Unlike on the Democratic side, little campaigning took place as John McCain had already clinched the nomination. Outsider candidate Ron Paul made several stops in the state, including his birthplace of Pittsburgh.

==Results==

Official Results
| Candidate | Votes | Percentage | Delegates |
|---|---|---|---|
| John McCain | 594,110 | 71.21% | 74* |
| Ron Paul | 129,247 | 15.49% | 0 |
| Mike Huckabee** | 92,060 | 11.03% | 0 |
| Write-ins | 18,473 | 2.21% | 0 |
| Mitt Romney** | 268 | 0.03% | 0 |
| Fred Thompson** | 48 | 0.01% | 0 |
| Duncan Hunter** | 26 | 0.00% | 0 |
| Alan Keyes** | 22 | 0.00% | 0 |
| Rudy Giuliani** | 12 | 0.00% | 0 |
| Tom Tancredo** | 1 | 0.00% | 0 |
| Sam Brownback** | 1 | 0.00% | 0 |
| Total | 834,268 | 100% | 74 |

- Delegates are essentially unpledged in the Pennsylvania Republican primary.

  - Candidate had already dropped out of the race prior to primary.

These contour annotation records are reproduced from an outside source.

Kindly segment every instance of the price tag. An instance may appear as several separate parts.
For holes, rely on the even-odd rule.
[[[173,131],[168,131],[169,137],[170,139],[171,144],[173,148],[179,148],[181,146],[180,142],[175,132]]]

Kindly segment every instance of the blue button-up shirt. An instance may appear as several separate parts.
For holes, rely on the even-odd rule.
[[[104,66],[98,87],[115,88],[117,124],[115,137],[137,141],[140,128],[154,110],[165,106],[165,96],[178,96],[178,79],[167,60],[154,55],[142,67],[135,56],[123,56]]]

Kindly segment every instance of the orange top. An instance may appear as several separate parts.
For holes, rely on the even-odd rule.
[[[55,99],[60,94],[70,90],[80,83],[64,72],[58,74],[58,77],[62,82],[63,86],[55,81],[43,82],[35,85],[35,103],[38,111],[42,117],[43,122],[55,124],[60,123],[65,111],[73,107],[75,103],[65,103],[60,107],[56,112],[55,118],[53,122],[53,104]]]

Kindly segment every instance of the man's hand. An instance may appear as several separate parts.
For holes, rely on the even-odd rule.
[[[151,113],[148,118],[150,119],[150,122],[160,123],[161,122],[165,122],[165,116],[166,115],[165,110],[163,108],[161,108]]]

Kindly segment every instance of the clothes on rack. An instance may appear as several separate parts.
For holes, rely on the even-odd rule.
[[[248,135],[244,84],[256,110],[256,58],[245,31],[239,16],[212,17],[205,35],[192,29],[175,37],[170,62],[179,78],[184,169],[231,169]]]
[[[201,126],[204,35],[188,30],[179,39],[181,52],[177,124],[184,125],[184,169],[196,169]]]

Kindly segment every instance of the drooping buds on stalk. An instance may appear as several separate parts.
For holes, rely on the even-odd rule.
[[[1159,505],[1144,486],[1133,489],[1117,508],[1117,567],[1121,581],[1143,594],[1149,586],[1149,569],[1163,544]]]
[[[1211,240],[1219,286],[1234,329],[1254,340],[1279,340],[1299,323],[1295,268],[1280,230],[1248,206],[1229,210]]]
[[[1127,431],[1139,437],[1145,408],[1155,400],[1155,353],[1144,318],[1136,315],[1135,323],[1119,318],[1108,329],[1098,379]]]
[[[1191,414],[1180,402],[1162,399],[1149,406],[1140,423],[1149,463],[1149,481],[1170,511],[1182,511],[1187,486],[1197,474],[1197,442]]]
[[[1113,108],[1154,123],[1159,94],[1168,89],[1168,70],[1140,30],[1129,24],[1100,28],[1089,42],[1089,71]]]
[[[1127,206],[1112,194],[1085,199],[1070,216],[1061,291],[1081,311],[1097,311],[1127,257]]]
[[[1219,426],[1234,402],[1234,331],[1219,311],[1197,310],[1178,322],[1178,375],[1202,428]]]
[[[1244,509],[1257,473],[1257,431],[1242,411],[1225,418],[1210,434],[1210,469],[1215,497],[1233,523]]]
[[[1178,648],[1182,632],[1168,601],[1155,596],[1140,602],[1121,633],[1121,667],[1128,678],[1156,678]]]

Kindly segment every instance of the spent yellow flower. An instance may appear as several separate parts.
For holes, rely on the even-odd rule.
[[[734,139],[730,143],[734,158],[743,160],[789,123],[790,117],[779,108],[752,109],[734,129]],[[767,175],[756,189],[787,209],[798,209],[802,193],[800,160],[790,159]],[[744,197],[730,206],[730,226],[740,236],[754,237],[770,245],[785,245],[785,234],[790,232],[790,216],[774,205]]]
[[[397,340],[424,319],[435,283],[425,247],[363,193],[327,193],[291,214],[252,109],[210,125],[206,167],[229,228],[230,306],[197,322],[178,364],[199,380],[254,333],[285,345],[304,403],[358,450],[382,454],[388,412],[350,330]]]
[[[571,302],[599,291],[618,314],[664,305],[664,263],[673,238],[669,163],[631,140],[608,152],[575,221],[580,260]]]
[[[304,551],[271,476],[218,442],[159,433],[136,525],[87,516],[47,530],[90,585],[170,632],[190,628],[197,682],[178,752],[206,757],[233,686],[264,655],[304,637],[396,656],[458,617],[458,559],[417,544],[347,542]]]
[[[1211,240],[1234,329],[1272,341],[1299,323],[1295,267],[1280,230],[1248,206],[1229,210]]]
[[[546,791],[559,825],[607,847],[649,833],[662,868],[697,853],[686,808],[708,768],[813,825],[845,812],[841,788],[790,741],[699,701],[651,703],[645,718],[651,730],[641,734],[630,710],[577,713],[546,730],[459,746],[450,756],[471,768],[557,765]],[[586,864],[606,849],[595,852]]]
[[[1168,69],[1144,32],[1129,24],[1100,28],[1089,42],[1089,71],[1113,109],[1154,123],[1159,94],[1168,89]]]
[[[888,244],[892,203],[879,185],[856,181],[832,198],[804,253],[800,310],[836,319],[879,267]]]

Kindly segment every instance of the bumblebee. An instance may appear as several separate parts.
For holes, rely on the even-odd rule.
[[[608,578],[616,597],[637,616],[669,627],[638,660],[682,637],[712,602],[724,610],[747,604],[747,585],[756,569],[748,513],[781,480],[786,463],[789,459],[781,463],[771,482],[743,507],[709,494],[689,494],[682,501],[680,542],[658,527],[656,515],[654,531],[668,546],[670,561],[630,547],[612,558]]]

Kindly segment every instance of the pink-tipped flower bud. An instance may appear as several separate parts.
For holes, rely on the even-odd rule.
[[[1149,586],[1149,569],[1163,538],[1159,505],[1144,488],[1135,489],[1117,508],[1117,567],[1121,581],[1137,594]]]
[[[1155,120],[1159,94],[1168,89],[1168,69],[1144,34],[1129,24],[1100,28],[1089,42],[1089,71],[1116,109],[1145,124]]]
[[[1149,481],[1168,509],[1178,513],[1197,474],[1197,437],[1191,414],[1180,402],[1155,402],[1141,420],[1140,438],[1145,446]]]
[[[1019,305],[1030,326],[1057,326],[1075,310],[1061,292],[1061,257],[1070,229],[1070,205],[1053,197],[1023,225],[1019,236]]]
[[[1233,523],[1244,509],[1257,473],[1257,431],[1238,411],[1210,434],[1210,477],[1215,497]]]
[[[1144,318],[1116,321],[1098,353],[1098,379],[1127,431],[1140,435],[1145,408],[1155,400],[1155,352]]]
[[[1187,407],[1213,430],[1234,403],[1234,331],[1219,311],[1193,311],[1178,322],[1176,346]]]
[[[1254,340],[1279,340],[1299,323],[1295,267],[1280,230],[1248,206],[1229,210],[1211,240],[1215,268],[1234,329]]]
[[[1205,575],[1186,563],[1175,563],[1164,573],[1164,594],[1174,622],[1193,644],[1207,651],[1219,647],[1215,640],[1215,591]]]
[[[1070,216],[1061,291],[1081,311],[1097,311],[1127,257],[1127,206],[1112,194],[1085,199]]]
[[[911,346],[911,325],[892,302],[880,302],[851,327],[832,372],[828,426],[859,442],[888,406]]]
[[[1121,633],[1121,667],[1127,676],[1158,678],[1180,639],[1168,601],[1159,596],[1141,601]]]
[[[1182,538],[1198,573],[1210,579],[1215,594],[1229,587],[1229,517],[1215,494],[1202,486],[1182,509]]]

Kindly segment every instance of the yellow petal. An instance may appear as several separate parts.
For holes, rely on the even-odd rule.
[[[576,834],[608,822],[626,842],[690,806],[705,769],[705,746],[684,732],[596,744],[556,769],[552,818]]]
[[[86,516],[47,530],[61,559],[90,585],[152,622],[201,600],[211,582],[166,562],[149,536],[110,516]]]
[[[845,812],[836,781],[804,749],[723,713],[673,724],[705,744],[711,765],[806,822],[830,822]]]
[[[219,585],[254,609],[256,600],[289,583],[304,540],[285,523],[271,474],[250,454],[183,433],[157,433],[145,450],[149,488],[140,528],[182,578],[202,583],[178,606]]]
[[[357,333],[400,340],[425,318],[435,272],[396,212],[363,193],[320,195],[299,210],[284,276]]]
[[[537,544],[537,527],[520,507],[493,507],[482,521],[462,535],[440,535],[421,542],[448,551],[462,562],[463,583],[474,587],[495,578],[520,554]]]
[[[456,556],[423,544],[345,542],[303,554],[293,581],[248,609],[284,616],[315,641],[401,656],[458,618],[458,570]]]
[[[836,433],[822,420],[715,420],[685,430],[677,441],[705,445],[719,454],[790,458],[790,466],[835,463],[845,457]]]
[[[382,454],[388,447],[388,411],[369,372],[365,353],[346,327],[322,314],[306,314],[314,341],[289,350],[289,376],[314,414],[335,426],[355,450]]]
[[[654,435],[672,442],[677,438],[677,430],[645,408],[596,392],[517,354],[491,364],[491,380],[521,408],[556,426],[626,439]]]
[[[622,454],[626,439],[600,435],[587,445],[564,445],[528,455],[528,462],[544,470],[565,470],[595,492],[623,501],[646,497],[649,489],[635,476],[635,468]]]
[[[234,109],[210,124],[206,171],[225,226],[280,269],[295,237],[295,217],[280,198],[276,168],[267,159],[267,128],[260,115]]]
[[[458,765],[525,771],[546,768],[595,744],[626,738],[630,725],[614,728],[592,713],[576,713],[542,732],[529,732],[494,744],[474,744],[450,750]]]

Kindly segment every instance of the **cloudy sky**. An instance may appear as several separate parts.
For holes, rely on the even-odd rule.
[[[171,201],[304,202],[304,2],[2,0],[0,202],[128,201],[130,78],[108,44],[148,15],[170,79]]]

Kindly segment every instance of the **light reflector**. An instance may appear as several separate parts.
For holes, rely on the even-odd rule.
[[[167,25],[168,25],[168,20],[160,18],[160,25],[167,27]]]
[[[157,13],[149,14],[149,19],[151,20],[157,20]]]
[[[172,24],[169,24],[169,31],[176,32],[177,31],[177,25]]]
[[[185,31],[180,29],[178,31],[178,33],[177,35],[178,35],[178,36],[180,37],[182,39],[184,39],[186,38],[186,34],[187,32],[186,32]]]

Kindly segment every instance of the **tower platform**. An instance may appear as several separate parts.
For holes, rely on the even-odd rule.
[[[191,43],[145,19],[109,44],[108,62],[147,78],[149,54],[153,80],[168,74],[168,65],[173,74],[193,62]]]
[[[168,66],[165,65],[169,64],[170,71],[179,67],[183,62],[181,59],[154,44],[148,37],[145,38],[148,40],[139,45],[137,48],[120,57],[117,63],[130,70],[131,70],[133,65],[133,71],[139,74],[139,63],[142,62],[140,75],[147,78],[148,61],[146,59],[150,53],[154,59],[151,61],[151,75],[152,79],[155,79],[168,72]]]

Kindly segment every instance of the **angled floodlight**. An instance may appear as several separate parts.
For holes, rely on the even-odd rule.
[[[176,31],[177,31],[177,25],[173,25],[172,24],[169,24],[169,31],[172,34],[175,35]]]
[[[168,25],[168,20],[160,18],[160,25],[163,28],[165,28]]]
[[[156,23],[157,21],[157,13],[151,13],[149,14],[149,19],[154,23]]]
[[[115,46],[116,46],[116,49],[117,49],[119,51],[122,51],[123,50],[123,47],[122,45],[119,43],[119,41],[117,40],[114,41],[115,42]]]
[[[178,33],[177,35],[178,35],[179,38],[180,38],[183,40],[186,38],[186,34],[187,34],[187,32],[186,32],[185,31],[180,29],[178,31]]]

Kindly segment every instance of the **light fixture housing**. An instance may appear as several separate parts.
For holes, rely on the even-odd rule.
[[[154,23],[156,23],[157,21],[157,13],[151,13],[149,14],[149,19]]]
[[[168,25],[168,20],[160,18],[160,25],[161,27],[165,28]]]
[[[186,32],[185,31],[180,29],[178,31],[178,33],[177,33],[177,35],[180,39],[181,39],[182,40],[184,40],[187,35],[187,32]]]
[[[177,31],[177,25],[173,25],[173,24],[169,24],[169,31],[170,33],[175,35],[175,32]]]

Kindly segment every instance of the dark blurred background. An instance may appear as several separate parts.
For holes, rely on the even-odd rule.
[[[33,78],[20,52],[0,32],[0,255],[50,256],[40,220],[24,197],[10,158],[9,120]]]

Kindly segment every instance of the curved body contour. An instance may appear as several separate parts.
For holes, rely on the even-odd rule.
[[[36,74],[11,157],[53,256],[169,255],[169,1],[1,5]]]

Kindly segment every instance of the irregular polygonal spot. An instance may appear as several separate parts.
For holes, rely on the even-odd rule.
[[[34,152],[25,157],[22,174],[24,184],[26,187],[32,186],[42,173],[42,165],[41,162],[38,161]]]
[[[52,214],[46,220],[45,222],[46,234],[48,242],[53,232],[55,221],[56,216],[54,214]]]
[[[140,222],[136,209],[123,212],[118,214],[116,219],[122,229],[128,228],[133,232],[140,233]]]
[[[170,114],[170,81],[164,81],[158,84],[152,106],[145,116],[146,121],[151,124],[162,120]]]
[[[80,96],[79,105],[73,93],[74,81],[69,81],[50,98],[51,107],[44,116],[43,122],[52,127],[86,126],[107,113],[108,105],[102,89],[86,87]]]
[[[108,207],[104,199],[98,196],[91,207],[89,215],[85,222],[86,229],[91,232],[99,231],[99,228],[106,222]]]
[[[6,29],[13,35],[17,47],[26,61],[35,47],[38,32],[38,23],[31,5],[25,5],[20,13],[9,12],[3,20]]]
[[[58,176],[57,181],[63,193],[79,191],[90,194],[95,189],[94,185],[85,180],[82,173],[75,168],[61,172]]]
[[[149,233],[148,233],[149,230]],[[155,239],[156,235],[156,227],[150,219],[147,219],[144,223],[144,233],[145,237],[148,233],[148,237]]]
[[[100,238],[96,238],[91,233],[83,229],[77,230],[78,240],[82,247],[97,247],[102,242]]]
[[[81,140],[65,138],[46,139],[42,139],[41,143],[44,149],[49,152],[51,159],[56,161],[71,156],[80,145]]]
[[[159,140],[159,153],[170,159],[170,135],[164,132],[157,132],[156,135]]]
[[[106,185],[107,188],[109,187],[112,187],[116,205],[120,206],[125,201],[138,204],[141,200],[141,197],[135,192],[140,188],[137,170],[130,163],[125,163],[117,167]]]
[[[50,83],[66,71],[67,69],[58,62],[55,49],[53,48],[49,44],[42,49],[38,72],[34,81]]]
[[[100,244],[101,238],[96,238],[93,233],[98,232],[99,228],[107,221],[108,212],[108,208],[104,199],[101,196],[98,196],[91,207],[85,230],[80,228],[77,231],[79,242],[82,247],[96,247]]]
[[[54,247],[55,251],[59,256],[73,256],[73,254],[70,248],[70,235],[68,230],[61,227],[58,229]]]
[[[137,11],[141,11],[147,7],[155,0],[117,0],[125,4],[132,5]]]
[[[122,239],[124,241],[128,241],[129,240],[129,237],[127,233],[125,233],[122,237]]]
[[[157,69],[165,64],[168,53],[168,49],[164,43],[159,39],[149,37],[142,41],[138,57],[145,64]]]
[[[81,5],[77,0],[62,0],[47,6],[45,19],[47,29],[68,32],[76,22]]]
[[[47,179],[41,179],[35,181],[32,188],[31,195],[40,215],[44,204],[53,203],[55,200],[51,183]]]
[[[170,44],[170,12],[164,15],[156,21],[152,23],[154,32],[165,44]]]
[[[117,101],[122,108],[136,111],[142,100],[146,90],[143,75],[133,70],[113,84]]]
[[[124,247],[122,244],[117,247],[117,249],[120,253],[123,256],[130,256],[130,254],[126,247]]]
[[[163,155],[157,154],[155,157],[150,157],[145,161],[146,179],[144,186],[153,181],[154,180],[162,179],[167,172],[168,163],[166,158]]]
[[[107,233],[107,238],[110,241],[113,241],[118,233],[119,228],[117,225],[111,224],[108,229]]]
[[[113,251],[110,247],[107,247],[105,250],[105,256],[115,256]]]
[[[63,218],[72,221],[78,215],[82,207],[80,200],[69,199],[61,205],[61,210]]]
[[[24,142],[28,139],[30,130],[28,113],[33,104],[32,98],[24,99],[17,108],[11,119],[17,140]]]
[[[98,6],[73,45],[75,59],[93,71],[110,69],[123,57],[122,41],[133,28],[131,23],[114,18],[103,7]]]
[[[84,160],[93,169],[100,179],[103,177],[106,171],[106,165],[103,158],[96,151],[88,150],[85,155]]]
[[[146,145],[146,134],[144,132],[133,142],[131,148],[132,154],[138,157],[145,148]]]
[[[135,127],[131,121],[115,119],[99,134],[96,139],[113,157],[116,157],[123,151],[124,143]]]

Some media sources noted that Ron Paul and Mike Huckabee combined took in around 220,000 votes (about 27% of the vote total), despite McCain's status as presumptive nominee and the statistical irrelevance of Pennsylvania, as a possible sign of continuing social conservative or libertarian unease with McCain's nomination and have speculated about whether these results could potentially affect McCain in the November general election. Although some strategists disputed this theory, pointing to low turnout among McCain supporters and arguing that primary results would not necessarily affect the result in November.